The Chinese economy is slowing and there are growing concerns about property bubbles and rising debt. In an effort to breath new life into the economy, China’s new leaders are searching for ways to turn the country into something more than a global manufacturing powerhouse.

“In China, we have realized that the manufacturing of products has used up resources and damaged the environment,” said Sun Lijian, an economics professor at Shanghai’s Fudan University. “Today, we need to use this model to bring about the transition towards a more high-level growth model, so we want to do more in the service sector, do more research and development, and more exchange of talent.”

The new zone could lead to the liberalization of more than a dozen industries. The free exchange of China’s currency - the yuan - is expected to be a key component of the zone, which will include four customs areas in which goods can be stored and avoid value added taxes or tariffs.

China has long relied on exports and investment to spur its growth, but that approach has reached its due date, said Shaun Rein, managing director of the China Market Research Group.

“China’s government now is switching more towards domestic consumption and services,” said Rein. “In order to really boost up consumption and services, the government has to attract a different type of foreign investor and has to boost domestic spending in a different way.”

Rein said the opening of the new zone is hoped to attract more foreign investment, banking services, insurance and more creative technologies. Right now, said Rein, Shanghai’s economy relies too much on heavy investment, particularly real estate.

You make the cake

In the past, it was the government that took the lead in boosting investment and growth. However, the new zone seeks to change that by giving investors the tools to create money-making opportunities, instead of handing it over to them like cake.

Fudan University’s Sun said that is why the government is taking a more hands off approach.

“We must change the approach where the government takes the lead in investment and instead let the market determine demand and where investments should go,” Sun said.

A man looks at his iPad in front of the financial distric in Shanghai on Sept. 24, 2013.
A man looks at his iPad in front of the financial distric in Shanghai on Sept. 24, 2013.
Taking a small step in Shanghai could lead to reforms elsewhere.

“The idea is that if you have a more market oriented financial system in this free trade zone, that’s going to create a much healthier financial system throughout the entire country,” Rein said.

News of the plans has other regions in China lining up to receive the same treatment.
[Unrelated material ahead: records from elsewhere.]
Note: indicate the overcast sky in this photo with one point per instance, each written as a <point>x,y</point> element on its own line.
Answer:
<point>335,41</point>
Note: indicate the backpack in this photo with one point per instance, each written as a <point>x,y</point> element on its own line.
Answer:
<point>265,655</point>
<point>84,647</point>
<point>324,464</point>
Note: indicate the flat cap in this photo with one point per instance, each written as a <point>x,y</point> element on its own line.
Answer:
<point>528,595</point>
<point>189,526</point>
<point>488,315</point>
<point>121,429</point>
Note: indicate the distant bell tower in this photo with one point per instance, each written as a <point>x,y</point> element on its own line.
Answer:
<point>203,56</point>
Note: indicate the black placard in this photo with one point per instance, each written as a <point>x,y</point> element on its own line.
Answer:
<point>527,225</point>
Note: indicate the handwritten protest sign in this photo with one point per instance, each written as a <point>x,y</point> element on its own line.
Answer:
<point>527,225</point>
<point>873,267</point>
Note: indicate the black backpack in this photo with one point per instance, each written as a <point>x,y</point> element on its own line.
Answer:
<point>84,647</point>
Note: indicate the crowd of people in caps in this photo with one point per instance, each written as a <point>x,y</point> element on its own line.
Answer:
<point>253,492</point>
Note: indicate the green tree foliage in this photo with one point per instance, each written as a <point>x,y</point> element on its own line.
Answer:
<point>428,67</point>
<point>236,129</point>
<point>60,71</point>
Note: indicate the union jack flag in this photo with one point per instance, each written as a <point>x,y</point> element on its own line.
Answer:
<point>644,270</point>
When the government approved the plan for Shanghai in August, Tianjin Zhoushan and cities in Guangdong also started seeking free trade zones of their own.

Hong Kong is also watching developments cautiously, and earlier this month Li Ka-shing said the port city needs to raise its competitiveness if it doesn’t want to loose out to Shanghai. Li is one of Asia’s richest men and chairman of the Hong Kong-based companies Cheung Kong Holdings and Hutchison Whampoa Limited.

“Every city in China basically wants to have a free trade zone like this because they know it’s going to boost investment, employment and GDP growth, but the government here tends to be very cautious,” said Rein. “They like to put up a trial balloon like a free trade zone or duty free and let that run for five or 10 years.”

Opportunities and risks

On the other hand, Professor Sun believes change could come sooner if the pilot program in Pudong is a success.

But he said the main reason the plan is being rolled out on such a small scale is because there are risks that come with it. Sun said not only are there concerns the freeing up of financial restrictions could lead to the flight of capital from the country, but there are also concerns speculation could run rampant.

“There are fears that people who enter this zone and are given the tools to make the cake will instead use those tools to do bad things,” Sun said.

China is concerned that if it doesn’t carry out reforms correctly it could run into the same problems its Asian neighbors have had in the past.